To design the identity system of a theme park of choice (including made-up ones), with the condition that “each element of the system look cohesive and recognizable without the use of an official brand logo.” The objective of the exercise, recounts Gatuslao, was to imbibe that graphic design does not revolve around the logo: “Our teacher wanted us to learn that good brand identities are recognizable from afar, even when the logo isn’t there.”

Gatuslao’s professor, Martí Ferré, told the class: “Make sure the identity is identifiable without the logo. When you design an identity for a property, it shouldn’t depend on the logo. The typography, the imagery, those are the elements you should depend on. Not the mark.” In addition, they were told every single piece of the identity should capture and entertain the viewer. “It has to be emotional,” says Gatuslao, explaining why the characters in her posters wear strong expressions.

Solution

As a fan of Japanese artist Yayoi Kusama, Gatuslao proposed “a theme park that would allow visitors to physically experience her weird, hyper hallucinogenic art by transforming her pieces into grand-scale park rides.”

Gatuslao would never be content to use a typeface without making minute adjustments if those changes would help strengthen the integrity of the design: “I changed the shoulder of the letter r and made it a circle to make it more fun.”

Typography

Isabel Gatuslao used the round typeface called Circular as a nod to “Yayoi’s consistent lifelong obsession with the polka dot.” She adds: “Circular is a very new, awkward, almost cartoony typeface—it’s so round, look how wide the g is! Not as sophisticated as Helvetica.” The use of Yayoi’s trademark colors, solid red, black, white, and yellow, create a clean and very Japanese backdrop for the various applications.

“To keep the system cohesive and well-integrated, the polka dot acts as the base for all the pictograms and directional arrows for wayfinding,” Gatuslao explains. “You know how the coffee icon is always drawn with swirly lines above the cup to depict heat and aroma? Since all my pictograms were based on the polka dot, I sliced two circles into two halves and slid the right halves down.”

The result

“Every week,” Gatuslao recalls, “we had to submit something. The first week was, what typography are you gonna use? What color? What imagery? And then, our teacher’s rule was to ‘Eliminate, eliminate, eliminate as much as you can!’ Martí Ferré always challenged our designs. He was always like, ‘What is that thing there? WHY is it there?’ Everything has to have a reason. And it has to entertain, be emotional, be relevant.”

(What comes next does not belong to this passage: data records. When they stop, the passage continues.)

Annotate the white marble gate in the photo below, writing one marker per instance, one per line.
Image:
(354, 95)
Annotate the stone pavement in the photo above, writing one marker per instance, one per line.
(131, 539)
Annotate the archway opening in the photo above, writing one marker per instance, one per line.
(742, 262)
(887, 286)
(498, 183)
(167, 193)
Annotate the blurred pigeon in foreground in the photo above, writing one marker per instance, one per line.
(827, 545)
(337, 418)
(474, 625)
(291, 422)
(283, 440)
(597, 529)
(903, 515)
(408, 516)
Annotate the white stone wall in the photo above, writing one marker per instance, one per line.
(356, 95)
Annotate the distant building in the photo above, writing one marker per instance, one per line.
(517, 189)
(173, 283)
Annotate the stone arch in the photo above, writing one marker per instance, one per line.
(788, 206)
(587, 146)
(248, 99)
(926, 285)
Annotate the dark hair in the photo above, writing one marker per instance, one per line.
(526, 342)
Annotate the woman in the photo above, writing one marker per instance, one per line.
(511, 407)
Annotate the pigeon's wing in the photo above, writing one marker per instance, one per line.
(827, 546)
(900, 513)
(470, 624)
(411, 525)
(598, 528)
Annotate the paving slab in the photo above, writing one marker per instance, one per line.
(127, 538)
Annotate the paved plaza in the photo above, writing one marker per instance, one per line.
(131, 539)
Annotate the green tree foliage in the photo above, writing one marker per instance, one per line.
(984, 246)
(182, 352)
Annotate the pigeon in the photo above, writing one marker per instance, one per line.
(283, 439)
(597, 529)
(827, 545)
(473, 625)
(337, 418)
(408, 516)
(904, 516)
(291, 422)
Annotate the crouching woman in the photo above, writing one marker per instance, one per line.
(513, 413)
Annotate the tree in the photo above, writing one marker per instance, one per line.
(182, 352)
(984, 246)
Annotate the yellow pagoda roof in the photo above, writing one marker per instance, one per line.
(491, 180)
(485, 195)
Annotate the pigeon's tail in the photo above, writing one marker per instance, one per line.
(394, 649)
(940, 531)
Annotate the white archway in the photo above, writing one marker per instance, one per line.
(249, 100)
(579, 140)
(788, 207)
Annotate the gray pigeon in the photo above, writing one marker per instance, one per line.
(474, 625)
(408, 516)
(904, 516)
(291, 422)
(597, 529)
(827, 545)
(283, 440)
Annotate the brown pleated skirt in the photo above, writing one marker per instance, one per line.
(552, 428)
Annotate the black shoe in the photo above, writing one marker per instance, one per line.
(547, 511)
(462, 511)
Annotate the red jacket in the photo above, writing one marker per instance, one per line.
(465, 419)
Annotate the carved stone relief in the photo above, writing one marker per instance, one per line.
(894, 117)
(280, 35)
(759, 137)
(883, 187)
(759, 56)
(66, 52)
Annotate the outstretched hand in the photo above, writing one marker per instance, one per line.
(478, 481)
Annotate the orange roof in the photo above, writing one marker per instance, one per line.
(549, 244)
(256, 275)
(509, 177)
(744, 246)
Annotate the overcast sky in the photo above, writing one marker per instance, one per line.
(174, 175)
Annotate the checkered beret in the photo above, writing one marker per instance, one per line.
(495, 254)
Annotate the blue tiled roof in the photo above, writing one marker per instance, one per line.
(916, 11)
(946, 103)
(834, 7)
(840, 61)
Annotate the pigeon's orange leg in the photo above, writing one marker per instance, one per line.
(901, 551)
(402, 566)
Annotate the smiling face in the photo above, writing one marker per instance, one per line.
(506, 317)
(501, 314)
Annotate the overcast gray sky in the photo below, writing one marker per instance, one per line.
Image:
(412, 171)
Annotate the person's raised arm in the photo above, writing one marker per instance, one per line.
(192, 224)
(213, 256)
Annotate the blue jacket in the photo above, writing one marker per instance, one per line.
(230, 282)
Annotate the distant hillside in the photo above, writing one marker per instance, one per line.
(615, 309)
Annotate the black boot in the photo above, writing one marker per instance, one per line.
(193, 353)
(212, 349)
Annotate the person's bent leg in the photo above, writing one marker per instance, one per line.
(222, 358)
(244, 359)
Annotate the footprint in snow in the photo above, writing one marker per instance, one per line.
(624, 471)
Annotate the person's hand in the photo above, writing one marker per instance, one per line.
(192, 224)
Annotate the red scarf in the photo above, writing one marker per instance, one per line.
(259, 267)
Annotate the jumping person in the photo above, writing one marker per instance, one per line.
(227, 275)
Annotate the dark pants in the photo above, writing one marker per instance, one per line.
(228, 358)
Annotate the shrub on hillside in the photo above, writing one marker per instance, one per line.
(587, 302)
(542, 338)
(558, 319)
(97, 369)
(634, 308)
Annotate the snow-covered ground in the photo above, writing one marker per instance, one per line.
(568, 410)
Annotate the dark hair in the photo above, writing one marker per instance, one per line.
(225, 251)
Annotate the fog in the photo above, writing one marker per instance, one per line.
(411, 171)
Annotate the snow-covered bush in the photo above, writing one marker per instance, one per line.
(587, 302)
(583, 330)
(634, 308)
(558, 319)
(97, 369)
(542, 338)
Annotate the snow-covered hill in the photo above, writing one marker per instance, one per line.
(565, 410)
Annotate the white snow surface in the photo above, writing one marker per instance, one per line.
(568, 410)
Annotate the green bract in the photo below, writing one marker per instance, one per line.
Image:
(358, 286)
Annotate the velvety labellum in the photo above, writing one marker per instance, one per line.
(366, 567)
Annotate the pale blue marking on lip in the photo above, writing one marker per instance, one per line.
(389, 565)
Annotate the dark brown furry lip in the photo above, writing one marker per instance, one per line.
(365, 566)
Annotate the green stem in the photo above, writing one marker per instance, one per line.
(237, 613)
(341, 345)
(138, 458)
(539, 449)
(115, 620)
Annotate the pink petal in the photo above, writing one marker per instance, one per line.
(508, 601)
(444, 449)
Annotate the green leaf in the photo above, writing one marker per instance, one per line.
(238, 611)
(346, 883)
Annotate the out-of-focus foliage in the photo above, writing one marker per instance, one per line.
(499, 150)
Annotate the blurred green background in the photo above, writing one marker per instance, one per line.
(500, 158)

There was no detail too small to escape Ferré’s notice. And Ferré noticed that there was no detail too small for Gatuslao’s lavish attention. The result is entirely endearing, wonderful and weird. Her Proyecto Aplicaciones, along with her Proyecto Final (featured in Volume 3, 2016), was among the chosen few of her batch to be exhibited last January 2016 at the Espai Barra de Ferro in Barcelona, a distinction reserved for the best works by EINA students.

In a few months, Gatuslao goes back to Barcelona to fuss over minutiae such as serifs, ears, tittles and spurs. “Some typefaces take two years to make, some take ten—some take forever!” She can hardly wait. It’s the small details that make perfection, and for Gatuslao, perfection is assuredly no small thing. 

This article first appeared in BluPrint Vol 4 2016. Edits were made for Bluprint.ph.